Now that you have assessed your Data Quality Project Needs, it is time to start the lengthy process of data cleansing. For this process it is important to have a solid background on the main product functions, processing modes, and product features found in basic data quality software. By familiarizing yourself with the terms and functions, you will be capable of selecting a data quality cleansing program that fits your needs. This guide will introduce you to common features including data standardization, address validation, and data enrichment. You will also find a list of processing modes including batch (existing data and data load) and real time (interactive and firewall). Furthermore, we will discuss the keys to an effective project evaluation including establishing your anticipated budget, mapping out a time frame and making sure to keep your review and approval team in touch with the project evaluation so that everyone is on the same track.
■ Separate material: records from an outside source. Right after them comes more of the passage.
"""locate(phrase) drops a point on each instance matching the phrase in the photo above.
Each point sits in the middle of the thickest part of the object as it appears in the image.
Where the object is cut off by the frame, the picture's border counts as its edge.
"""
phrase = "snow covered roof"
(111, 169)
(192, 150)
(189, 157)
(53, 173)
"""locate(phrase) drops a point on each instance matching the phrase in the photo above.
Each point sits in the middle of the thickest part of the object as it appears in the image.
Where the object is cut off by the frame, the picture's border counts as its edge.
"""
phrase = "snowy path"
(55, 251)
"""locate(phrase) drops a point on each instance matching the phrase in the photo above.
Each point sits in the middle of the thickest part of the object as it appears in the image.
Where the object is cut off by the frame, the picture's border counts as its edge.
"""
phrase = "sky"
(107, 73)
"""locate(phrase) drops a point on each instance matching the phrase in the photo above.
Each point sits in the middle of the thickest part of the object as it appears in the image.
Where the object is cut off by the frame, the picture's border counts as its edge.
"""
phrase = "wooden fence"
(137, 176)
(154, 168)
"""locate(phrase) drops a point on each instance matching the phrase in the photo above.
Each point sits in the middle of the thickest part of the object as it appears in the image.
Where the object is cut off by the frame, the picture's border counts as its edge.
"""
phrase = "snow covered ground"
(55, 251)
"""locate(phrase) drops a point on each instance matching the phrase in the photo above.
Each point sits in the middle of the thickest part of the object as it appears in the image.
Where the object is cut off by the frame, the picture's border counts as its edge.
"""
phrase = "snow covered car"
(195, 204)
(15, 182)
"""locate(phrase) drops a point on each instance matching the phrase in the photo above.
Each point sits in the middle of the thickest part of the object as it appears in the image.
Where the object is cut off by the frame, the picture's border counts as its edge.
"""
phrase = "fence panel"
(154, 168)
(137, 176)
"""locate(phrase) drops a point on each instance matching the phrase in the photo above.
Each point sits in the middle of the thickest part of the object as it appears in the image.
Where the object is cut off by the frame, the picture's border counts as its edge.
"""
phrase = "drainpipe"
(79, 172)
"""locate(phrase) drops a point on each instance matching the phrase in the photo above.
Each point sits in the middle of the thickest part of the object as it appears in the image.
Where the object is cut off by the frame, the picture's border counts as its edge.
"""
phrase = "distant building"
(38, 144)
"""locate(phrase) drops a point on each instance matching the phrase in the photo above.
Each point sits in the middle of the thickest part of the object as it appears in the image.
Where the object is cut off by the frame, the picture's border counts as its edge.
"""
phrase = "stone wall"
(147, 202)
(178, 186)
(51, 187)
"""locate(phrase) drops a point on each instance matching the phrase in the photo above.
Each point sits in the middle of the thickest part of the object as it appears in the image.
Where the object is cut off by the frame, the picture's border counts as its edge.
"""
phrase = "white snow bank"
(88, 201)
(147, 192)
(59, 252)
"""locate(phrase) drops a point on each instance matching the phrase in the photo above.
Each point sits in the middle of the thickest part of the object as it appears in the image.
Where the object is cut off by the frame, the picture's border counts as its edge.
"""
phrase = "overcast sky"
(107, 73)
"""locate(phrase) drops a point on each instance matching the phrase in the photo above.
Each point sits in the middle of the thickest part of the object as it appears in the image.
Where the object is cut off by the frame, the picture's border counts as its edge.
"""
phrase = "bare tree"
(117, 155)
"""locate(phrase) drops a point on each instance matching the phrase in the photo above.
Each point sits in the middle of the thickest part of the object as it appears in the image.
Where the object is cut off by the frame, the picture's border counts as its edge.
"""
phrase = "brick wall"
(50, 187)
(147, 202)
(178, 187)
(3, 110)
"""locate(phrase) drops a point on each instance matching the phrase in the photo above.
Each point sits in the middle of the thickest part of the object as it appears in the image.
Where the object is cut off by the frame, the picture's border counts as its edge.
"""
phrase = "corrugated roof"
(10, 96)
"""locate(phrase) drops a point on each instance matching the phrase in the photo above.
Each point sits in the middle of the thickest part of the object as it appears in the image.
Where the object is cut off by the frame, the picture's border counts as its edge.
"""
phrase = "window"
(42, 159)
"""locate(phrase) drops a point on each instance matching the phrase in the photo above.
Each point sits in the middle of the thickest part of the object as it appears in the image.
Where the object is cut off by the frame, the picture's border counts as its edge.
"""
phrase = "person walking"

Once you have defined your project scope, you can move on to conducting an effect DQ System evaluation.
2. Intro
Define your data quality project scope by following these guidelines:
Consider the main product functions and processing modes
Develop your required features
Establish project parameters
Create a budget and timeframe
Establish an evaluation strategy
3. Define the Main Product Functions
Data Quality product suites span a broad range of functions and in varying
combinations.
Develop an understanding of the features and how they apply to your business
in order to establish what will work for you
The functions listed below are standard in a Data Quality package, and are
listed in order of process flow
4. Select Main Product Functions
Standardization
General ‘cleansing’ functions
Fixing misspellings, inconsistencies, transpositions and the like
Moving data across columns, adding state names, zip codes,
titles in places where they are missing
Address Validation (Verification)
Matching contact data to standard Postal Address Files (PAF) or
USPS and NCOA Data to validate and update addresses
CASS Standardization
5. Select Main Product Functions
Data Enrichment
Expanding and enhancing your existing contact data with
additional datasets.
The variety of datasets includes names data, date of birth, length
of residency, phone and fax numbers, SIC codes, geocoding data
and more.
Matching/Deduplication
Matching records within a file or between multiple files for
merging and purging duplicate records, identifying your best
customers or a multiplicity of other reasons.
A simple count of duplicates, suppressions or records matched is
essentially meaningless – it is the number of true and false
matches that is significant.
6. Select Main Product Functions
Record – Linking/ Single Customer View
‘Link’ specific records to one another, specifically for the purpose
of creating a single master record (or golden record)
Master record includes all relevant data for a specific contact
including email preferences, transactions and customer service
history
Generates the elusive Single Customer View (or 360 Degree
View)
7. Consider Main Processing Modes
Not all vendors will handle all applications. Consider what processing modes
are critical to your data quality
Batch (Existing Data)
Often referred to as “batch data cleansing”
Cleansing of data already in your database
Curative measure
Batch (Load Data)
Batch processing is also used to match data across files
Preventative measure
Real Time (Interactive)
Tools that work interactively to warn the user entering data that the
information already exists, or if the information is invalid
Preventative measure
Real Time (Firewall)
New records are captured without the user correcting any of the info
The record is validated and corrected in the background, or logged for
manual attention by someone later
Preventative Measure
8. Consider Main Processing Modes
With this information background, the current objective is to identify your
ideal solution based on the business objectives and data quality functions
you need to achieve your goals
Think ahead to your anticipated needs, granularly and globally
Consider larger data projects that may impact the needs of the tools that
you invest in
Processing Needs:
9. Develop Your Required Features
Here are other items to consider when developing your list of Required
Features:
• Some companies use different terminology for the same feature.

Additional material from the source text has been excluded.